Thousands flee Fallujah using 1st safe exit route secured by Iraqi army

The Iraqi army said Sunday it had secured the first safe exit route for civilians to leave the Islamic State's besieged stronghold Fallujah, and a Norwegian aid group said thousands of people had already used it to flee in the first day it was open.

Iraq has launched a major operation to recapture Fallujah, an ISIS bastion about an hour's drive from Baghdad

A woman, who fled from Fallujah due to ISIS violence, walks her child at a refugee camp in Iraq on June 8, 2016. (Thaier Al-Sudani/Reuters)

The Iraqi army said Sunday it had secured the first safe exit route for civilians to leave the Islamic State's besieged stronghold Fallujah, and a Norwegian aid group said thousands of people had already used it to flee in the first day it was open.

Iraq has launched a major operation to recapture Fallujah — an Islamic State in Iraq and Syria (ISIS) bastion just an hour's drive from Baghdad. But the United Nations fears for the fate of up to 90,000 civilians believed trapped inside with little food or water.

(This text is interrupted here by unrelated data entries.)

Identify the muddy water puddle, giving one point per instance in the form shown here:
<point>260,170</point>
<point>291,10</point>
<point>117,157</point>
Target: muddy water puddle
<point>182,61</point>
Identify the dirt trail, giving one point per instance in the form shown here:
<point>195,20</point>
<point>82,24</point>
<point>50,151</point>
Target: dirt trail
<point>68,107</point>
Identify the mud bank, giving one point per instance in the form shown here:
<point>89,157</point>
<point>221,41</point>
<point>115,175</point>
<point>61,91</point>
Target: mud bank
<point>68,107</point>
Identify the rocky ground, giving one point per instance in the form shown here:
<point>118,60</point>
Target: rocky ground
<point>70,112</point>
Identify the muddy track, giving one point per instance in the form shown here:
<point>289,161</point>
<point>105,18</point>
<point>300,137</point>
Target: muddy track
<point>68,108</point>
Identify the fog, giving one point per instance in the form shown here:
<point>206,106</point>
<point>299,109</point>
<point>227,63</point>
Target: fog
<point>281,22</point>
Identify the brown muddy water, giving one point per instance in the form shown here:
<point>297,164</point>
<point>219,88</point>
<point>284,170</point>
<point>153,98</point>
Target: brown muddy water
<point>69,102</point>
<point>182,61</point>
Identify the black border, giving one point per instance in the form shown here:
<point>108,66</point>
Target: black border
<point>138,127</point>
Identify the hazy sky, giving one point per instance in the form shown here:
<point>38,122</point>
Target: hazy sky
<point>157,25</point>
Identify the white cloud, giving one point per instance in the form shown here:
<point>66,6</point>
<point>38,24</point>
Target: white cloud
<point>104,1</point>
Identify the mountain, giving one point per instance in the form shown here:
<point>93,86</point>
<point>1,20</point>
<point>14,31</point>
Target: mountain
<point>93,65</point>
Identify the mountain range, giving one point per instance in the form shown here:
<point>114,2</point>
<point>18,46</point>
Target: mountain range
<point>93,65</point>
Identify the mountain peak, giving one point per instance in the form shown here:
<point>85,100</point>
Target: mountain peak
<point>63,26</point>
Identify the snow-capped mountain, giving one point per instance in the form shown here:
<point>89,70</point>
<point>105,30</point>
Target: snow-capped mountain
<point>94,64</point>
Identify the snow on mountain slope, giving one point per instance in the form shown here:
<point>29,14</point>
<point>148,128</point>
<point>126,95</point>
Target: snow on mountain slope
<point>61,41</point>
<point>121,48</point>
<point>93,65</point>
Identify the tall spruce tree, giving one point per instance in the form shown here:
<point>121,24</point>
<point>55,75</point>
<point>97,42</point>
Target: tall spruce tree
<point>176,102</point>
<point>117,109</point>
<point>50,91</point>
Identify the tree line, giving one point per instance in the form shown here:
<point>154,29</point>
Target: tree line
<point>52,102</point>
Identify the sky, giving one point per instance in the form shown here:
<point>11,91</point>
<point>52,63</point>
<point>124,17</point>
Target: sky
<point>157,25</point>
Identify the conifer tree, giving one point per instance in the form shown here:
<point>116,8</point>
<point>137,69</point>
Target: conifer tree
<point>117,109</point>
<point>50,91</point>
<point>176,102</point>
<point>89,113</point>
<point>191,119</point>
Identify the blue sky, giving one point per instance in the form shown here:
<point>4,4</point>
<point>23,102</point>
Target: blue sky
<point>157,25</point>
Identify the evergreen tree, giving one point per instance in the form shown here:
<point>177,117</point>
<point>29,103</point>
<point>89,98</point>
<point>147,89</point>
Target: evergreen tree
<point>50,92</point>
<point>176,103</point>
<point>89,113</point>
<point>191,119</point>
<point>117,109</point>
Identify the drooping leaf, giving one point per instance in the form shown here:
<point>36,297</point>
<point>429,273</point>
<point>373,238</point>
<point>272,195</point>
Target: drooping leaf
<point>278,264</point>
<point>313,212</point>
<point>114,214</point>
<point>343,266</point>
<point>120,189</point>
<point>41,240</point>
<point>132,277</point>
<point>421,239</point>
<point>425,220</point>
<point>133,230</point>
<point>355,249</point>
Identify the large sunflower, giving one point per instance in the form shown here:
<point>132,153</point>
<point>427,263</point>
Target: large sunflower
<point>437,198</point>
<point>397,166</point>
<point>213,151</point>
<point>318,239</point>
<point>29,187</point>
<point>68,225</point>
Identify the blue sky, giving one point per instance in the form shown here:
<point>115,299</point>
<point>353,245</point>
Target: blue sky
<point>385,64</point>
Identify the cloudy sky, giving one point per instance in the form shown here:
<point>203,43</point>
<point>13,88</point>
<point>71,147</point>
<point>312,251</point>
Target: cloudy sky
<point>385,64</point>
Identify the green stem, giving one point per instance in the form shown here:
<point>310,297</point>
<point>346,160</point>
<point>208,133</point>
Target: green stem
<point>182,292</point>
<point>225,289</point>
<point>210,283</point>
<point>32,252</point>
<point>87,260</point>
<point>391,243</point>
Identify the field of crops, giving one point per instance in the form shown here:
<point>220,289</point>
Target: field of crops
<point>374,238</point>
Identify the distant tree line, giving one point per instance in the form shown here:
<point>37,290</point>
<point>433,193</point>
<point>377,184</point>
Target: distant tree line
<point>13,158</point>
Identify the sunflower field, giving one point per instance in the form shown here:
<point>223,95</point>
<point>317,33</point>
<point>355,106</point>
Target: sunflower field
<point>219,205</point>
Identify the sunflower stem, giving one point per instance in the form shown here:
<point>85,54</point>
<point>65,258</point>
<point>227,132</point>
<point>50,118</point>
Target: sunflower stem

The new exit route, known as al-Salam (Peace) Junction, was secured on Saturday, southwest of Fallujah, Joint Operation Command spokesman Brigadier Gen. Yahya Rasool told Reuters.

"There were exit routes previously, but this is the first to be completely secured and it's relatively safe," said Rasool.

About 4,000 people had fled the city over the past 24 hours through the al-Salam Junction, said Karl Schembri, a spokesman in Iraq for the Norwegian Refugee Council, which has been assisting people who escape the city.

"We expect thousands more to be able to leave in the coming days," he said.

The al-Salam Junction route was secured after troops dislodged insurgents from districts located on the western bank of the Euphrates river, opposite Fallujah's city centre on the east bank, said Rasool. He did not give a number for the civilians who were able to flee so far using it.

Army offensive began last month

More than 20,000 people have managed to flee the city and its surrounding area since the Iraqi army began the offensive on May 23, the United Nations said on June 8.

But the lack of secure routes made their escape extremely difficult and dangerous. At least a dozen people were reported to have drowned while crossing the Euphrates.

Those who managed to reach government-held lines said they walked for days to avoid sniper fire and explosive devices planted by ISIS insurgents along roads to delay the army's advance.

A government official said the militants were putting up a tough fight defending the city, long an insurgent bastion where U.S. forces fought the heaviest battles of their own 2003-2011 occupation.

Destroyed buildings from clashes are seen on the outskirts of Fallujah, an ISIS stronghold that the Iraq army has been fighting to secure. (Alaa Al-Marjani/Reuters)

Prime Minister Haider al-Abadi says the troops are progressing cautiously in order to protect the civilians.

The army is receiving air support from the U.S.-led coalition and ground support from Iranian-backed Shia militias and Sunni tribal fighters.

The Shia militias have deployed behind the army's lines and did not take part directly in the assault on the city to avoid inflaming sectarian feelings.

The assault on Fallujah is taking place at the same time as advances by U.S.-backed fighters and Russian-backed Syrian government forces in Syria, at the opposite end of Islamic State's self-declared caliphate.